Jean-Michel Frixon entre chez Michelin à 17 ans en tant que coursier. Ce premier emploi au milieu des murs sombres de la manufacture clermontoise ouvre, pour lui, la longue séquence de sa une vie professionnelle. En 1993, après 17 ans de service, il se retrouve, comme 184 collègues, rayé de la liste du personnel. Michelin est en pleine période de restructuration et enchaîne ce que l’on nommait à l’époque des plans sociaux, des plans de sauvegardes de l’emploi dit-on aujourd’hui, comme pour faire oublier les effets dévastateurs des licenciements. Le matricule F276710 est traité de parasite et d’inutile par un chefaillon, qui met en avant son manque de diplôme. Alors que se jouent des drames personnels, son dossier tombe entre les mains d’un cadre qui ne comprend pas que l’on puisse licencier sèchement quelqu’un dont les états de services sont bons. Avec bienveillance, il le sauve du naufrage en lui trouvant un nouveau poste au service logistique. Jean-Michel Frixon est affecté au déchargement des camions, un service où l’on travaille au rythme des 3/8.
Marche ou crève
Sortie de l’ornière, Jean-Michel Frixon, travaille dur mais trouve son épanouissement dans le sport qui le protège de l’alcoolisme fréquent dans les ateliers. Il pratique la marche athlétique de vitesse, une discipline d’endurance, qui malmène les articulations et fatigue les corps… il en a l’habitude. L’idée lui prend de participer au championnat du Monde à Porto Rico. Comme le voyage coûte cher, il écrit une missive à Edouard Michelin. Exceptionnellement, le grand patron le reçoit, l’écoute et finance le voyage. À son retour, auréolé d’un titre de champion du Monde vétéran, il lui offre son maillot en remerciement de son coup de main et de son écoute. Le matricule F276710 sera le seul Bib invité aux obsèques du dernier de la dynastie Michelin à avoir dirigé l’entreprise.
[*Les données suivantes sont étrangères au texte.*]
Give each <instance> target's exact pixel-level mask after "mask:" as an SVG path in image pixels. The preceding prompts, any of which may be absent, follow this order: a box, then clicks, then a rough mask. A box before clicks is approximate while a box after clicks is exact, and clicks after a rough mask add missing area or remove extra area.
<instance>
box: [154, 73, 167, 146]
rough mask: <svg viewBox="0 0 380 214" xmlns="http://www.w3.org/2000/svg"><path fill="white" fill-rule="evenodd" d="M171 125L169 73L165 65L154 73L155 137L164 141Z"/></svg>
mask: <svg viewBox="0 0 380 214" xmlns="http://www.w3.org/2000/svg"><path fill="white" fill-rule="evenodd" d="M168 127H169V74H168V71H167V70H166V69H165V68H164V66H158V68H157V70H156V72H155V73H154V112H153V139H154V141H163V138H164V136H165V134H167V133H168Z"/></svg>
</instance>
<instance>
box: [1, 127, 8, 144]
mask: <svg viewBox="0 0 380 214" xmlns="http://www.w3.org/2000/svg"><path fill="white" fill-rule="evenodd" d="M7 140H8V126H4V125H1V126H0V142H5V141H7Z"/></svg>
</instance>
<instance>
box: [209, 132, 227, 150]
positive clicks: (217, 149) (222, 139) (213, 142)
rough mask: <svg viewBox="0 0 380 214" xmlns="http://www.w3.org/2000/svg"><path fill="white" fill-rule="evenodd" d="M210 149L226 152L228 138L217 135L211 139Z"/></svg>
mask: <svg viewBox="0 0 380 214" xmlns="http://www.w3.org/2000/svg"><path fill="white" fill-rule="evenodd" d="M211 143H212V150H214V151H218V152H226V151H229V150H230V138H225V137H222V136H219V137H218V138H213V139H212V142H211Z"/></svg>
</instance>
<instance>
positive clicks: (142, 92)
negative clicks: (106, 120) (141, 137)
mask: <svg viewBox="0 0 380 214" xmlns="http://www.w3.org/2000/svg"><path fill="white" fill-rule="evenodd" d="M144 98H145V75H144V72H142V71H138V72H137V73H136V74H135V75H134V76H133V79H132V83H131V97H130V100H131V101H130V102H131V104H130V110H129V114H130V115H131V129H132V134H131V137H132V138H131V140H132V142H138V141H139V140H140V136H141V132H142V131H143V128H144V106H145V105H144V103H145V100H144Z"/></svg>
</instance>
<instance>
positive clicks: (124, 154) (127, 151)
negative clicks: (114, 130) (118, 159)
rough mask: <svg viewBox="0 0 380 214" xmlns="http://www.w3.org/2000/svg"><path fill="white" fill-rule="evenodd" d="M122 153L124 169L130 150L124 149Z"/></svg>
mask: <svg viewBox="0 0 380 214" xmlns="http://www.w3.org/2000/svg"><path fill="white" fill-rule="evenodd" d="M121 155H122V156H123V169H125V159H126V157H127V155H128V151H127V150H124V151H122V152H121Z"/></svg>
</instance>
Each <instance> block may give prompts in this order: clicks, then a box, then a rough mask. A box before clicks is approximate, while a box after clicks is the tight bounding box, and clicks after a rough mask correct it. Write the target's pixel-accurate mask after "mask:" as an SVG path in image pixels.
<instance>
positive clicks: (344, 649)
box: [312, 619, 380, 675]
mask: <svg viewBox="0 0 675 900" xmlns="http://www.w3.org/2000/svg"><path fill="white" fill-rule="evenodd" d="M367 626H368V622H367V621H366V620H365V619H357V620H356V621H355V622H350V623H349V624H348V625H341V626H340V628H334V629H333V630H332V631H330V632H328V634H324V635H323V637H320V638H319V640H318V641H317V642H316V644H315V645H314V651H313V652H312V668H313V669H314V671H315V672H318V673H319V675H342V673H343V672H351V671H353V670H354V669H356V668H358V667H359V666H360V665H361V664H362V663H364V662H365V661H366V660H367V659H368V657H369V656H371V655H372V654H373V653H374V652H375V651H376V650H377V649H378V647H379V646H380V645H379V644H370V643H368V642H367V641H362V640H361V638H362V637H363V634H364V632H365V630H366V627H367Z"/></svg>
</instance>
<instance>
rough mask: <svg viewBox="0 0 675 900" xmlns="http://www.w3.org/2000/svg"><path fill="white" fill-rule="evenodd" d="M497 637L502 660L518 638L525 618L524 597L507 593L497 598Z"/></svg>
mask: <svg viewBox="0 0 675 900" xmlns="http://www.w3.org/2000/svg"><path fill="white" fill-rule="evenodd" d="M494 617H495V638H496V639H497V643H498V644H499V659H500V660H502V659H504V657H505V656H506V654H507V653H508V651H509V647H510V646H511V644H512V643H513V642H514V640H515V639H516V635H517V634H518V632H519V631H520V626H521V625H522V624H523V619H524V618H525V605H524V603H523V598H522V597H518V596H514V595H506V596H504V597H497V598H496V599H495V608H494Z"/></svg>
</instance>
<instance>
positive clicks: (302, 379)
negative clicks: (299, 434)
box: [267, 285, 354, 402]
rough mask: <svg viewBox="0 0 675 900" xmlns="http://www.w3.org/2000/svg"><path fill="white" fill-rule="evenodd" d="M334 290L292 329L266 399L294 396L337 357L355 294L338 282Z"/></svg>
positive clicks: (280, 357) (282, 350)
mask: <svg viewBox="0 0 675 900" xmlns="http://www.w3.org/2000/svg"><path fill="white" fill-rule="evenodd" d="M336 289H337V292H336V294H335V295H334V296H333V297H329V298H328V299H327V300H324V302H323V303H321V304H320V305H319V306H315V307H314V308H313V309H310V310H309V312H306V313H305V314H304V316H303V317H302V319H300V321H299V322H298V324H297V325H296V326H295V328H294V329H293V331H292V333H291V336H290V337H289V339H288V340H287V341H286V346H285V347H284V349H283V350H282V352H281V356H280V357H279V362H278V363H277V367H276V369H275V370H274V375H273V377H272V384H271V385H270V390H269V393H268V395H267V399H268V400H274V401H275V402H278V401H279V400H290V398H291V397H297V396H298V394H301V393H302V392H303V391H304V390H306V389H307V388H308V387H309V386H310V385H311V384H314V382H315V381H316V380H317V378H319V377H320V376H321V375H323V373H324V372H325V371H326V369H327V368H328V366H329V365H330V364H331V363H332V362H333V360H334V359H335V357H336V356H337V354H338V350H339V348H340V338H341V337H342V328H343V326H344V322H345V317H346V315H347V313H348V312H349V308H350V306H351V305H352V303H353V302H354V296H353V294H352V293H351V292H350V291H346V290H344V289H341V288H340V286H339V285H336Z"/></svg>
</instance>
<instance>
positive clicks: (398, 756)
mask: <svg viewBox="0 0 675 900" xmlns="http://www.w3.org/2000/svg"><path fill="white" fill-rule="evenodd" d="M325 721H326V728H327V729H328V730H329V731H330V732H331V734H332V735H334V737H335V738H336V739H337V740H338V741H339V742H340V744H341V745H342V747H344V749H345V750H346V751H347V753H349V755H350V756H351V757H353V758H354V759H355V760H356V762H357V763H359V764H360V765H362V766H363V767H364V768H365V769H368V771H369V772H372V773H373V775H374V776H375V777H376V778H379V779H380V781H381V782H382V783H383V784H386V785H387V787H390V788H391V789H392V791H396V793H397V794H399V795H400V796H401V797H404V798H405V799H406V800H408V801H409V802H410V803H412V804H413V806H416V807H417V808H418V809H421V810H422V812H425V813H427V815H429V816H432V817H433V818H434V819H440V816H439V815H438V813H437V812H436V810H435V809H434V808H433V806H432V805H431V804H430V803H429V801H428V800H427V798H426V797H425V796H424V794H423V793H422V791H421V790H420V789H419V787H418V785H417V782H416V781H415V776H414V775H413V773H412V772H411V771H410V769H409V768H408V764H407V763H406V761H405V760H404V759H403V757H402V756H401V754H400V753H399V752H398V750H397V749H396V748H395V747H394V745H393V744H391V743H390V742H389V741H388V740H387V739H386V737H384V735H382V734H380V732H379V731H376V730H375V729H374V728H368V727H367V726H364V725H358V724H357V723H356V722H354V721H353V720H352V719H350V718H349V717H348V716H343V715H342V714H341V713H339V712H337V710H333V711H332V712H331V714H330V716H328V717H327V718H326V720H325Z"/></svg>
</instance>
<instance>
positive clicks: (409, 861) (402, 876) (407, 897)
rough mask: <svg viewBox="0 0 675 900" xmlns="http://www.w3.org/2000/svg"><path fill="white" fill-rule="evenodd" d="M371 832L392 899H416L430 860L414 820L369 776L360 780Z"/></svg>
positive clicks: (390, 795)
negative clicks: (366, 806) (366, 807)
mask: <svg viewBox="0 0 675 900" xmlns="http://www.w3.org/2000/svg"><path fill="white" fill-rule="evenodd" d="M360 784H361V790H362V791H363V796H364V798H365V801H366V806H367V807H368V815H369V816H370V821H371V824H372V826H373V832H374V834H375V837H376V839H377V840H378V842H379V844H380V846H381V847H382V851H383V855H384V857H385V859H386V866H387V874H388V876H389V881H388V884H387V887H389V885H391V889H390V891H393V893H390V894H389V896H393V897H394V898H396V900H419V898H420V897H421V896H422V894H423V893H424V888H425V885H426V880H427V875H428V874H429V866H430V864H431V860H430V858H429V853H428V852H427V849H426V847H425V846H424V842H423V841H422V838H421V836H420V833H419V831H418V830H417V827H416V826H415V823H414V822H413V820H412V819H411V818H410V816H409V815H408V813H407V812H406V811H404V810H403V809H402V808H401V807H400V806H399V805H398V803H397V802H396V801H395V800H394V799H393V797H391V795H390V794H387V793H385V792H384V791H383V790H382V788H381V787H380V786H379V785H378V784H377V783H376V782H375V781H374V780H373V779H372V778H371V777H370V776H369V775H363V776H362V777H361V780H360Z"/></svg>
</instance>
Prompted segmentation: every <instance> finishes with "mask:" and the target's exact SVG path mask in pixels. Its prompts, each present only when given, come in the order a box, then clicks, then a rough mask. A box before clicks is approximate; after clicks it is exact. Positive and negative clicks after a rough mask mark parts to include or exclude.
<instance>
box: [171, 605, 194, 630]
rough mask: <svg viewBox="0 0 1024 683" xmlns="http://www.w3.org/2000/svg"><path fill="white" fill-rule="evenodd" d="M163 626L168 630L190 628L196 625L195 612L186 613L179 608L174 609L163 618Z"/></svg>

Le témoignage de Jean-Michel Frixon
Finalement Jean-Michel Frixon atteint l’âge de la retraite sans changer d’entreprise. 43 ans au service de Michelin cela marque un homme. Mais il se rend compte que durant toutes ses années où il fut un ouvrier invisible et docile, cible idéale pour managers intermédiaires prêts à tout pour exercer leur maigre pouvoir, il est resté finalement très discret sur sa condition et sur ce qu’il a du subir. Alors, il se met à son ordinateur pour coucher ses mémoires. Son objectif n’a rien à voir avec de la vengeance. Il souhaite juste laisser une trace de ce qu’il a vécu ne serait-ce que pour sa descendance, pour qu’elle prenne conscience de ce que fut sa carrière et de ce qu’il n’a pas partagé dans le cercle familial. Le témoignage est fort, son entourage le pousse à le publier. Ainsi naît son premier livre Michelin, matricule F276710. Persuadé que la multinationale va l’attaquer en justice Jean-Michel Frixon s’attend à un retour de manivelle. Il a bien lieu mais pas sous la forme redoutée. La direction de l’entreprise accueille l’ouvrage avec intérêt mais aussi avec stupéfaction. Les « haut gradés » déclarent qu’ils ne savaient pas que cela se passait comme cela dans les ateliers. Ils l’invitent à venir témoigner auprès des cadres. L’ancien ouvrier craint la récupération, mais la direction souhaite juste mettre à profit son expérience pour améliorer ses méthodes managériales.
Le tour de France des usines
Jean-Christophe Guérin alors patron du manufacturing Monde de Michelin, comprend la valeur du témoignage de l’ancien ouvrier. Il saisit l’opportunité de la sortie du livre pour lancer une réflexion sur les méthodes managériales du groupe. Il propose un tour de France des usines à la rencontre des dirigeants. La direction assume les dérapages de son management, Jean-Michel Frixon accepte le défi. Il visite 15 unités, rencontre les cadres, leur explique ce qu’il a vécu, ce qu’il a subit, avec ses propres mots et sans langue de bois. L’homme de l’ombre arrivé 43 ans plus tôt comme simple coursier se transforme en consultant au moment même où le monde salarié s’interroge sur le sens du travail. Le matricule F276710 sort enfin de l’ombre, il est l’invité des médias locaux puis des nationaux. Son expérience passionne les rédactions qui l’invitent à témoigner : La Parisien, Radio France, BFM, ARTE lui donnent l’occasion de faire passer un message fort : «Il faut revenir à l’humain et respecter les gens».
De toutes cette expérience le clermontois fidèle à Bib, tirera un second livre L’ouvrier qui murmurait à l’oreille des cadres.